I know we aren’t supposed to brag but I’m not good at many things.  I didn’t make the cheerleading team in sixth grade.  I remember the awkwardness of getting picked near last for teams in P.E. class.  I didn’t even make grade school chorus – and everyone made the chorus.  Everyone, that is, except for me and a boy going through early adolescence whose voice cracked mid-syllable like a banjo with a broken string.   Eventually, his voice became smooth and steady while mine remains a unique mix of southern, nasally, whine.  It’s as if I speak my own dialect and apparently it should not be put to music.  As such, I feel like I get special dispensation when it comes to boasting.  After all, I feel like God would want me to focus on my strengths after so many obviously traumatic childhood experiences.

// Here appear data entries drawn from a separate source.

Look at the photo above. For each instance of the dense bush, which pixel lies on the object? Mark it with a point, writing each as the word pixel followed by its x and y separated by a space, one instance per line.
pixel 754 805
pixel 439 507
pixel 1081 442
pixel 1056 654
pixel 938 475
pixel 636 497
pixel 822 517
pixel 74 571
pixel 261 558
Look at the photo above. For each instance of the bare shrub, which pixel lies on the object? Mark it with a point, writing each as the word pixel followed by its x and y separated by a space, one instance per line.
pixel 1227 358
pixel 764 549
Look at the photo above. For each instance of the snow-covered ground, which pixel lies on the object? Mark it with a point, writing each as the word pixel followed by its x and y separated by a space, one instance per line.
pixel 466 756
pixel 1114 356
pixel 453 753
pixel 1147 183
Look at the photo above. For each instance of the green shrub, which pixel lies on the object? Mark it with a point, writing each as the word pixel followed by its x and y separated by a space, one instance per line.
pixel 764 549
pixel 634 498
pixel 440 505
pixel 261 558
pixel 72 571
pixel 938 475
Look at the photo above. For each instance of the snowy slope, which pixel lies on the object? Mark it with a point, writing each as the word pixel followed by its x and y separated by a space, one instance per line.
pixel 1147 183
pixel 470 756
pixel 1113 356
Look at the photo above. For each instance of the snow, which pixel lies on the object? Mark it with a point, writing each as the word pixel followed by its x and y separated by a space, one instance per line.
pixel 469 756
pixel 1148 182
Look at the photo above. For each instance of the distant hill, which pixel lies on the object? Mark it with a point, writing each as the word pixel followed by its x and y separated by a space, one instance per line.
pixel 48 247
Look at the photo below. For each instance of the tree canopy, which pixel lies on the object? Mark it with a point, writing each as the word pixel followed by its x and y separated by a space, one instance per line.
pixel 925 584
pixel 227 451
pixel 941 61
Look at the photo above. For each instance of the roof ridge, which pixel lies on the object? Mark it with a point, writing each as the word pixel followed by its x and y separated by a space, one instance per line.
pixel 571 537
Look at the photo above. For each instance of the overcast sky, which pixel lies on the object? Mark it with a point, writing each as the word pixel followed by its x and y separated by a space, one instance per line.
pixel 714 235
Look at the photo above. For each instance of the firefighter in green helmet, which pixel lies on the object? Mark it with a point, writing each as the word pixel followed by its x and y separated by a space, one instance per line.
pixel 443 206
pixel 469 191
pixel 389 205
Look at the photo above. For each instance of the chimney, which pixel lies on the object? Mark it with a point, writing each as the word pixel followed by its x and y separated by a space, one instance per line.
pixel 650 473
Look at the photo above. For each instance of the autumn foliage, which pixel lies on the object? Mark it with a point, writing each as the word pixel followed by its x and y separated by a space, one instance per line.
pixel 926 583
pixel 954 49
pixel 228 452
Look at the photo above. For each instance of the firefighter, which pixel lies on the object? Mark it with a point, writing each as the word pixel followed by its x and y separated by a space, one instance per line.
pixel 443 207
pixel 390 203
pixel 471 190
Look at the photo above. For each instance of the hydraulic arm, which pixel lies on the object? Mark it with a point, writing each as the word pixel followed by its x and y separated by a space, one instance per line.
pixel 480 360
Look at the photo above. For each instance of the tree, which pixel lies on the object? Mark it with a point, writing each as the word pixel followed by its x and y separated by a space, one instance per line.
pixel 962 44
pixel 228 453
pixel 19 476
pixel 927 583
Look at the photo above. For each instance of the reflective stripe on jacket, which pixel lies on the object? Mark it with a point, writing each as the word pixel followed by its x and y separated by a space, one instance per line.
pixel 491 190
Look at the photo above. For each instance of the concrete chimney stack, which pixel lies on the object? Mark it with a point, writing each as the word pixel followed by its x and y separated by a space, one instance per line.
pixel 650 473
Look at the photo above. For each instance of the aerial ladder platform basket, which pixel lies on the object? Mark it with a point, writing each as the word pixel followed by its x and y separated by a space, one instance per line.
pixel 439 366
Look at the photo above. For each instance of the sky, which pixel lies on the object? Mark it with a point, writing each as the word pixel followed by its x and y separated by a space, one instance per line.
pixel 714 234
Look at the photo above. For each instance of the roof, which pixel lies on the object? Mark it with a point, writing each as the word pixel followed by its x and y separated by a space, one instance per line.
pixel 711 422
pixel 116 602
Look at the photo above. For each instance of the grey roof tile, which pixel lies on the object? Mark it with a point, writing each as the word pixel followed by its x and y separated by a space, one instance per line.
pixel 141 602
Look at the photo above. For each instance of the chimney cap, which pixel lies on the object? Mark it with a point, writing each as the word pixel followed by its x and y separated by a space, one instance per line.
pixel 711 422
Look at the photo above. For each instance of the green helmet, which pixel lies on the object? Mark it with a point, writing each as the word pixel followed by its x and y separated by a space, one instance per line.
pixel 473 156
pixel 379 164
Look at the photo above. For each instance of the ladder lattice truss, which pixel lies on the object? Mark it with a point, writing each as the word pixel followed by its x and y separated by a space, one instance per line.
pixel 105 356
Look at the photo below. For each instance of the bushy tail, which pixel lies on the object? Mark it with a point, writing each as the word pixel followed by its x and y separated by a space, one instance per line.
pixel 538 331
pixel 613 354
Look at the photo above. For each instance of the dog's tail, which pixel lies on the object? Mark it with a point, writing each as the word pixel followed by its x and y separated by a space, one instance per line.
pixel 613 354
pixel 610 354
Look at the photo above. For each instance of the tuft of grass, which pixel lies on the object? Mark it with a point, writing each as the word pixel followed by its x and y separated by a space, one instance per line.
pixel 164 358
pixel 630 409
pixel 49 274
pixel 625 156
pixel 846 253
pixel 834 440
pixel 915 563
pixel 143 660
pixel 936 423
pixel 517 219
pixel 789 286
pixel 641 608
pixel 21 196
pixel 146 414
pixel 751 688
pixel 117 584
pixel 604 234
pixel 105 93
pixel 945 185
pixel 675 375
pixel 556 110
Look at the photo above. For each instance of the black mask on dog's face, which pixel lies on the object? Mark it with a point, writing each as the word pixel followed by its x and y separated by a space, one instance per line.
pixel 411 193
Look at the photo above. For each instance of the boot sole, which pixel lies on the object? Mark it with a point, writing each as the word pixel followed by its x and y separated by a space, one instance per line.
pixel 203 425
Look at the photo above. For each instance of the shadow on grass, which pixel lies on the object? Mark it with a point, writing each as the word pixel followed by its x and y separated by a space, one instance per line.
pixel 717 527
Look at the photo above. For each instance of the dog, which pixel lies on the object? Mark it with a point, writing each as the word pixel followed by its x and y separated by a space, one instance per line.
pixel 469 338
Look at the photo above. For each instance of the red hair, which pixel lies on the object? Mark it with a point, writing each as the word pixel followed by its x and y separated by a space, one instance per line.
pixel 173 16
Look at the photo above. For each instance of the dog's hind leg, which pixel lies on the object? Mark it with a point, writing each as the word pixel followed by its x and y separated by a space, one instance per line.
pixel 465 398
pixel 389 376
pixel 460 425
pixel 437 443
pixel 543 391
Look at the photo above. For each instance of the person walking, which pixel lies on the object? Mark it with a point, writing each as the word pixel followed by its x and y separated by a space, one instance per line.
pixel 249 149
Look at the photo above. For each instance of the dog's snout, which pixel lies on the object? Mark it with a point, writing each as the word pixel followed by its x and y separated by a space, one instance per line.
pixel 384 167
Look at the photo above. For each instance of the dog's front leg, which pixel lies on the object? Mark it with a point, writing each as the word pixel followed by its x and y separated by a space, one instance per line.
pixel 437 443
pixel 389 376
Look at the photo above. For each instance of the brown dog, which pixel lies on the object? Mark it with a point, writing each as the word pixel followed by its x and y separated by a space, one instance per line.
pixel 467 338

All that is to say, I am really good at finding shark’s teeth.  (I know I probably should have made sure you were sitting down for that.)  Last time I went to the beach I found 38 shark teeth in less than two hours.  Since I am a self-proclaimed-shark-tooth-finding expert, I feel obligated to teach others several important lessons from my experiences:

  1. There are treasures everywhere if you are only patient enough to look.  Slow down and pay attention to the gifts in your life.  I bet if you look close enough you will find way more than 38.

 

  1. Life is messy, but it’s also full of miracles. Notice them.  Like the debris of crushed shells on the beach, if we aren’t careful then all we will see are the broken pieces of our lives.  We can never lose sight of the way God redeems our suffering often surprising us with unexpected gifts of awe.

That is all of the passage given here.